Di tengah malam yang tenang kepolosan Karmo dan isterinya telah musnah oleh longsor tanah yang menenggelamkan desa. Aku selalu berpendapat bahwa bencana longsor yang menimpa Karmo sekeluarga dan warga desa lain adalah getah dari seseorang oknum perambah hutan yang telah membabat tanpa pilih, menebang tanpa kasih. Namun warga desa yang lain selalu mengatakan bahwa bencana alam longsor ini akibat dari penguasa gunung yang sedang murka pada warga desa yang sudah meninggalkan tradisi leluhur selama beberapa tahun itu. Aku tak bisa memaksakan asumsiku dan logikaku pada mereka. Toh, segala pendapatku tak bisa lagi mengembalikan nyawa penduduk desa yang telah hilang ditimbun tanah. Yang menyedihkan isteriku yang tercinta harus juga menjadi korban saat malam itu dia yang sedang hamil dan sedang ngidam meminta kalung perhiasan berbandul mutiara. Malam itu dia tidur di rumah isteri karmo sekeluarga.

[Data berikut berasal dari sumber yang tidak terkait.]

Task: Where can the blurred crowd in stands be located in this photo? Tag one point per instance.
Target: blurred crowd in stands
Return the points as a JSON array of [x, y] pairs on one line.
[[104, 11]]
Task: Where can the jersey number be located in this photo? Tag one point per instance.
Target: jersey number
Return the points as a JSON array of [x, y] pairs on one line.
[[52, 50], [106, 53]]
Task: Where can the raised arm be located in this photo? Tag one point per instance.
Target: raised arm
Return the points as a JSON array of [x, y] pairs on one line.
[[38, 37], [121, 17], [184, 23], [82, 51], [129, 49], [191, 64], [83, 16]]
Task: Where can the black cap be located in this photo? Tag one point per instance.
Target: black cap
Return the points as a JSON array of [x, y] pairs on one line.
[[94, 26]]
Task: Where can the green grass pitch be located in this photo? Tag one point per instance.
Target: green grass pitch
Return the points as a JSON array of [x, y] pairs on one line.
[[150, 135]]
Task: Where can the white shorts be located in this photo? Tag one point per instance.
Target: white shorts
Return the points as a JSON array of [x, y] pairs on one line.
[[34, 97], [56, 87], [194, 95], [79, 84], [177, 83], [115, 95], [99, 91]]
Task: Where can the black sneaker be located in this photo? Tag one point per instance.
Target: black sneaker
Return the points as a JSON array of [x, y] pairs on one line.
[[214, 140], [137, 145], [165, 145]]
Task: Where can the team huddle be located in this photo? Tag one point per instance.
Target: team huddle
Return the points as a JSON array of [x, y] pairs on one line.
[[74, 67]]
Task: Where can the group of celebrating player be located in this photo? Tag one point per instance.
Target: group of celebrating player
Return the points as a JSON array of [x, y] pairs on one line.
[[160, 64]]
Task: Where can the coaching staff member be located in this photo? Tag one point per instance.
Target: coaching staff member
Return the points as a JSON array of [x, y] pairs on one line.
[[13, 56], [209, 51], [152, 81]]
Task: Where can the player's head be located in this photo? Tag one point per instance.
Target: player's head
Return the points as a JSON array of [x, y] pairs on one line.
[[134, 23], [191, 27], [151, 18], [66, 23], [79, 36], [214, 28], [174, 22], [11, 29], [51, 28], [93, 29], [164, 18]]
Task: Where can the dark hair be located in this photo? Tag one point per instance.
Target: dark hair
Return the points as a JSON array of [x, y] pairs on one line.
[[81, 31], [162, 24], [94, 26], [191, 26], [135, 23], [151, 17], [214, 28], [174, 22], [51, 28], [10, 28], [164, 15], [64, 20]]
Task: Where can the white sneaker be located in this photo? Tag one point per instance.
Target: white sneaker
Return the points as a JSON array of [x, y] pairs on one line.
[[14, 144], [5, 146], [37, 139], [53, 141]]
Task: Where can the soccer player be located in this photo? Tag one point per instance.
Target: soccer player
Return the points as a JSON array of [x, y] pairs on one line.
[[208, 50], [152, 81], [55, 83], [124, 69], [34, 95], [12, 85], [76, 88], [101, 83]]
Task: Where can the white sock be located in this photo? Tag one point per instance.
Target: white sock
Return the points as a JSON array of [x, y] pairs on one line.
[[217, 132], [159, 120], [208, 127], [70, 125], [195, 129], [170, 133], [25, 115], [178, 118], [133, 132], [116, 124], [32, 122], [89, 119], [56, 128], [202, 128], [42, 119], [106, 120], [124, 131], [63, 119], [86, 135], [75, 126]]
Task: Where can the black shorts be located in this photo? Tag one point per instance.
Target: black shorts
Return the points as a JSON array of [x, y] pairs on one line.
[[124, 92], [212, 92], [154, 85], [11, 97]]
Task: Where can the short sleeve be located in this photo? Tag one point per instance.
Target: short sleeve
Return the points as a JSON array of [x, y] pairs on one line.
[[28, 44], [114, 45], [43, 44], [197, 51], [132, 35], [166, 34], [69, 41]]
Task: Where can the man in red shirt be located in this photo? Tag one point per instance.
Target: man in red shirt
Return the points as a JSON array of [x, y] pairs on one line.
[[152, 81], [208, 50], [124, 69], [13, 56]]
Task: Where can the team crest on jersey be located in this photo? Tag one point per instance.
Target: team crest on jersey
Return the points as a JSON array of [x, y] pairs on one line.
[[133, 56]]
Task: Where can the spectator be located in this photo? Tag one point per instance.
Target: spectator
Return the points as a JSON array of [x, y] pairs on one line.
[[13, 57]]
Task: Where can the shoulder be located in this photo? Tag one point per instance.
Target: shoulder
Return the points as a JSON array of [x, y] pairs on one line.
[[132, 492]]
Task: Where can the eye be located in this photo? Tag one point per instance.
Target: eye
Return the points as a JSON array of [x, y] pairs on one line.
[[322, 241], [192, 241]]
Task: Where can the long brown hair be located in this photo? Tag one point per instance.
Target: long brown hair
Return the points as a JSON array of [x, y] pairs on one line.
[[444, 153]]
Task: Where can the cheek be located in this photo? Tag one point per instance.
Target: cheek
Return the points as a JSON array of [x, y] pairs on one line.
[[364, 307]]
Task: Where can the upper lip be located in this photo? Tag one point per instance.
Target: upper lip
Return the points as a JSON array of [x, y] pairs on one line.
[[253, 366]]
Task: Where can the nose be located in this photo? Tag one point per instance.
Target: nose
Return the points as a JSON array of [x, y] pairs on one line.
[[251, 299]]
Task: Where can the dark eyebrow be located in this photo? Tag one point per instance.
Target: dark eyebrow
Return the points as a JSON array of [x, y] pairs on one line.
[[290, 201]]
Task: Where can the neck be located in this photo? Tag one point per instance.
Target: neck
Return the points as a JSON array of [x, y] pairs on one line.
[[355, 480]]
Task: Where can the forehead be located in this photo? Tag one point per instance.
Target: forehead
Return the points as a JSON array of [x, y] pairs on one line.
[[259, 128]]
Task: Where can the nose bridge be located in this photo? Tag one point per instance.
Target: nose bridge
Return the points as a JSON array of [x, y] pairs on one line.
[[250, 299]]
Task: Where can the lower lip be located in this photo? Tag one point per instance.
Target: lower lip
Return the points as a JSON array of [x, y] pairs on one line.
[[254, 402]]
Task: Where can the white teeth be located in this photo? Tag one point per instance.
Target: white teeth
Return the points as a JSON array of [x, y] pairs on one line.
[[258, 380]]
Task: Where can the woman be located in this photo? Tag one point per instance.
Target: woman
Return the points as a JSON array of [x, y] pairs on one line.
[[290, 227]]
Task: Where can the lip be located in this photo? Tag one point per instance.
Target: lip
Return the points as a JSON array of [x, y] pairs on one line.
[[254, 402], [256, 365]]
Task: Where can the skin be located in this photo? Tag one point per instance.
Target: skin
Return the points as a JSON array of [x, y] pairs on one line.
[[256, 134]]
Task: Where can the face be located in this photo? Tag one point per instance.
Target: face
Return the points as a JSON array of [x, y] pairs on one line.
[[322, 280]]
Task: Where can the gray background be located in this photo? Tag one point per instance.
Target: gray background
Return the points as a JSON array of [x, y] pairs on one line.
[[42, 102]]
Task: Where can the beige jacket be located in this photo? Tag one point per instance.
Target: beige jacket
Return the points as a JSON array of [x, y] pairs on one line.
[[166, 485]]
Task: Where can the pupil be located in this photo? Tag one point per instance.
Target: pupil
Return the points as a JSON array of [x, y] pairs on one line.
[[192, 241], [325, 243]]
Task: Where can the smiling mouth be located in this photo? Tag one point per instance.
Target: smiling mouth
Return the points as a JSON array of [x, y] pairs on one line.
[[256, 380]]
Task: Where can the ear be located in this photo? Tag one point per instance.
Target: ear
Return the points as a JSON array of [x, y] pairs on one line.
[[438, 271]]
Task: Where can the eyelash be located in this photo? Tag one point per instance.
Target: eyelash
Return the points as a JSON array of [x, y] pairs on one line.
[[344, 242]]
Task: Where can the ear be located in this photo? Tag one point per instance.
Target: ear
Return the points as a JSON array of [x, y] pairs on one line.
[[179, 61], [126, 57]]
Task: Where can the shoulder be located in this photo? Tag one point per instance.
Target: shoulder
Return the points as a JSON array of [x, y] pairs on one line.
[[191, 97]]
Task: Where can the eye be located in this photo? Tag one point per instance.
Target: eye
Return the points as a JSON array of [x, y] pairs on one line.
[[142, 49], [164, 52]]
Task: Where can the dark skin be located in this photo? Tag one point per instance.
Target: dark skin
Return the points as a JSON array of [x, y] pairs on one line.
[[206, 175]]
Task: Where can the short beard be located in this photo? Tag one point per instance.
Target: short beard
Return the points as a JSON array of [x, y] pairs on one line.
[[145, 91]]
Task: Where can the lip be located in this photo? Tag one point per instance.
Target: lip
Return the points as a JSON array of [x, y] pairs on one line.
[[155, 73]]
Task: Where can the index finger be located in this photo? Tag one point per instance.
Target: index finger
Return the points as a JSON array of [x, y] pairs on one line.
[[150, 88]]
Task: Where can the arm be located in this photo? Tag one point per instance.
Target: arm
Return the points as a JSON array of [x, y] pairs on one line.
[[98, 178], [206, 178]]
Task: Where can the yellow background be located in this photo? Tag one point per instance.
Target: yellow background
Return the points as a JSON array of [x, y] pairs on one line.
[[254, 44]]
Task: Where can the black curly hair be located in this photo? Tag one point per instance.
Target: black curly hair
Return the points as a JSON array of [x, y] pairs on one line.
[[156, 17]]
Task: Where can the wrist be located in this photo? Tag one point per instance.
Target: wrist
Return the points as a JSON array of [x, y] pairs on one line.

Malam itu aku harus keluar kota untuk menemui juragan kopi di kota. Aku tak membawa serta isteriku tercinta. Perjanjian jual beli itu begitu lancar namun malam itu di kotapun hujan deras mengguyur hingga memaksaku pulang esok harinya.

Besoknya dengan suka cita aku pulang membawa kalung perhiasan berbandul mutiara untuk isteriku. Setelah sampai di pedukuhan, seketika itu pula perasaanku remuk redam ketika melihat sekelilingku telah rata dengan tanah. Hujan deras itu rupanya tidak hanya melumat pedukuhan dan memporak-porandakan rumah-rumah gedheg warga. Aku bisa membayangkan bagaimana dahsyatnya air dan lumpur yang bersekutu untuk memboyong batu besar di atas perbukitan itu sekaligus mempermainkan dan menerjang rumah-rumah penduduk yang ada di bawahnya. Yang tragis aku melihat orang yang paling aku cintai, telah berbalut lumpur membujur kaku tertimpa tiang rumah Pak Karmo. Mungkin dia berusaha lari, namun larinya kalah cepat.

Hanya perkebunan kopi dan rumahku inilah yang disisakan oleh prahara longsor itu. Tak ada lagi sarapan bersama, duduk menyantap secangkir kopi, lebih-lebih senyum isteriku. Tempat inilah satu-satunya kenangan terakhir saat kami masih bersama. Ruang perpustakaan yang selalu menjadi kenangan saat aku bersama isteriku merencanakan masa depan dan menceritakannya pada anakku yang masih dalam kandungan. Semua telah hilang, yang ada hanya kenangan yang menggenang. Tanganku membuka kotak berdebu berisi kalung perhiasan berbandul mutiara. Tanpa terasa air mataku meleleh. Di depanku perbukitan itu masih tandus dan gundul. Pedukuhan itu sekarang telah hilang, semua telah pindah. Untuk menghindari kutukan penguasa gunung, kata mereka.